Children’s lockdown stories wanted for time capsule

A panel of children’s authors, including Liverpool-based Natalie Reeves Billing, are to help choose lockdown stories, poems and pictures from children aged 3-17 for the digital project. Tony McDonough reports

Social entrepreneur and children’s author, Natalie Reeves Billing is taking part in the project

 

Liverpool-based children’s author Natalie Reeves Billing is to help choose lockdown stories from young people to be preserved in a digital time capsule.

Children aged between three and 17 are being asked to reflect on and share their experiences of life during the COVID-19 lockdown. The chosen submissions will be  displayed on a dedicated Children of Lockdown website to be preserved as a digital time capsule by the British Library in the UK Web Archive.

The submissions can be in a number of forms, including stories, poems or pictures. It will enable children in the future will be able to see and understand what life was like during this unprecedented time, through the eyes of the children of today.

There is also a competition to find the most creative response in each age category, to be judged by five children’s authors: Natalie Reeves Billing, Nicola J Rowley, Janey Jones, Sandra Horn and Rhys Brisenden.
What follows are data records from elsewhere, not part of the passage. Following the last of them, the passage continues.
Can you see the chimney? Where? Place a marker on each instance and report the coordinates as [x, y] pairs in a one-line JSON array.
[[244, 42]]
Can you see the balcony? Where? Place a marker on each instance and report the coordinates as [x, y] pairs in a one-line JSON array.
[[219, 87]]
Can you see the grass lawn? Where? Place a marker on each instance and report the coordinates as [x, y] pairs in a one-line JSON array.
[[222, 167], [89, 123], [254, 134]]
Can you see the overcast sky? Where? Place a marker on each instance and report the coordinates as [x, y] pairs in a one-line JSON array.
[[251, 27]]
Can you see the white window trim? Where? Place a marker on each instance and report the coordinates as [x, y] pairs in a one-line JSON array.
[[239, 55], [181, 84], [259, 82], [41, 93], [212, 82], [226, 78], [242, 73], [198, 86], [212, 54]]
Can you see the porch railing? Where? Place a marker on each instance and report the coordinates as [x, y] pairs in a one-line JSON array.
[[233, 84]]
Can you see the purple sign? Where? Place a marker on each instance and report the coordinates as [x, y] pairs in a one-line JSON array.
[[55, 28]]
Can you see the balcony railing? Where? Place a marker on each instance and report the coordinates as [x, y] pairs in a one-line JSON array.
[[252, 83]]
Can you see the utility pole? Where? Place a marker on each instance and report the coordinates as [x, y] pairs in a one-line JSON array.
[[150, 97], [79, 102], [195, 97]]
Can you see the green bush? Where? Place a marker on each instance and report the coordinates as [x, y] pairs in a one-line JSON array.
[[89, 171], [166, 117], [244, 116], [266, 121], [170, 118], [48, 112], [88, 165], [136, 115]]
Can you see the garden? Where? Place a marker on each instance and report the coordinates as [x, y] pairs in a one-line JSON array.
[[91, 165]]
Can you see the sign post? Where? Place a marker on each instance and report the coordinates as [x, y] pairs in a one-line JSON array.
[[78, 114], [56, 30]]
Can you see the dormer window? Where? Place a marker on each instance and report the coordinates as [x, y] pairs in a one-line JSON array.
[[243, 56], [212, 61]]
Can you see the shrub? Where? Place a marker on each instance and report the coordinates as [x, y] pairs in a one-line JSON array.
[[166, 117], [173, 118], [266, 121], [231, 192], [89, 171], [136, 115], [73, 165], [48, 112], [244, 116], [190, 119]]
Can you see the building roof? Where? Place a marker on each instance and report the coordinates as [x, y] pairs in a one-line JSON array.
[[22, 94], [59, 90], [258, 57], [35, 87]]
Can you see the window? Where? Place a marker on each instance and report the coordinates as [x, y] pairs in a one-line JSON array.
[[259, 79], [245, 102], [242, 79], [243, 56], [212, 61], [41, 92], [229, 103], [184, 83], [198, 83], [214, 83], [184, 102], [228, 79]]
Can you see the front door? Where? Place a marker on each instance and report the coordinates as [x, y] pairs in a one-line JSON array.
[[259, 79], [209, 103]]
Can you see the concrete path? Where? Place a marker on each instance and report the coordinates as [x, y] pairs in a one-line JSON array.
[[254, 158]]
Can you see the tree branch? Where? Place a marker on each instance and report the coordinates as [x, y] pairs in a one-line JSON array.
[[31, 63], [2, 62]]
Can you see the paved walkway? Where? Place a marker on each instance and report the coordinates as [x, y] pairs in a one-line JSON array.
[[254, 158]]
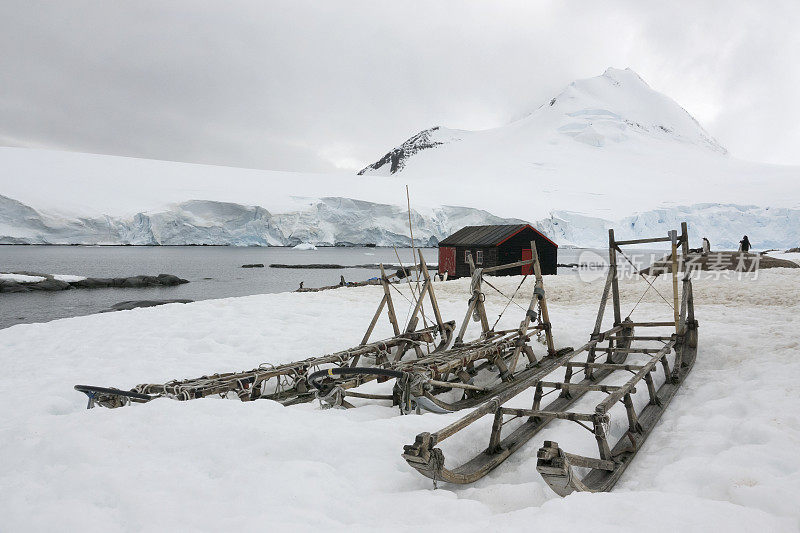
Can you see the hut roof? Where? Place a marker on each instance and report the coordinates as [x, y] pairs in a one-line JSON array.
[[487, 235]]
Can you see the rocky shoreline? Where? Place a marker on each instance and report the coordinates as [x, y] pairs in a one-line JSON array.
[[48, 282]]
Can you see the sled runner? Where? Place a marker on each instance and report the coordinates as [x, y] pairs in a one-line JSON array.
[[421, 382], [287, 383], [494, 358], [665, 357]]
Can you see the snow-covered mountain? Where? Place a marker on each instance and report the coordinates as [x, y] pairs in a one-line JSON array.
[[606, 147], [615, 108], [606, 151]]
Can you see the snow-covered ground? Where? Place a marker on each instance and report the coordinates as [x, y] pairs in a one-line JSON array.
[[723, 458], [20, 278]]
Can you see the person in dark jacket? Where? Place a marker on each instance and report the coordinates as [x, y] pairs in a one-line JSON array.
[[744, 245]]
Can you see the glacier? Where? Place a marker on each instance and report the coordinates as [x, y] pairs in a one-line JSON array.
[[334, 221], [327, 221]]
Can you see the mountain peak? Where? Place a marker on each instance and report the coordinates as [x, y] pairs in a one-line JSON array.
[[617, 108]]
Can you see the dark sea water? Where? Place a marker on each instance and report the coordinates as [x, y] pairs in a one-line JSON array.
[[213, 272]]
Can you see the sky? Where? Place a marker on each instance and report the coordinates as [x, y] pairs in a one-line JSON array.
[[332, 85]]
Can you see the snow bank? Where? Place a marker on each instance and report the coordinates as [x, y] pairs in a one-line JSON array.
[[69, 278], [723, 457], [21, 278]]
Winners in each age category will receive National Book Tokens.

Natalie, author of My Mummy is a Monster: My Children Arte Monsters, published in May, said: “Having a record of how we lived and how we coped as a nation will inspire generations to come. Our children will become a recorded part of that history. Children have so much to say, and expressing themselves subconsciously via storytelling is the perfect way to unlock that message they wish to deliver.

“Not every child can find the right way to frame their feelings about lockdown but art and creative writing can give them that outlet and the digital time capsule gives children a platform to share their feelings on the world right now.

“My social enterprise, Split Perspectivz, explores the importance of self-expression via storytelling of all forms. That ability to download information from our heads onto paper helps promote a well-balanced young person.

“Holding onto our feelings can be damaging, and many people forget that children feel worry, depression and anxiety too. With this project, children have that opportunity to put their experiences in one place, recounting and sharing it, and subconsciously, making sense of things.”

The project is the brainchild of Charlotte McMillan, founder of the digital scrapbook app Storychest. Charlotte heard about the British Library’s UK Web Archive, so she approached them with her idea of creating the Children of Lockdown digital time capsule.

Natalie urges all teachers and parents to encourage their children to start creating now, to be a part of this historic Children of Lockdown digital time capsule project.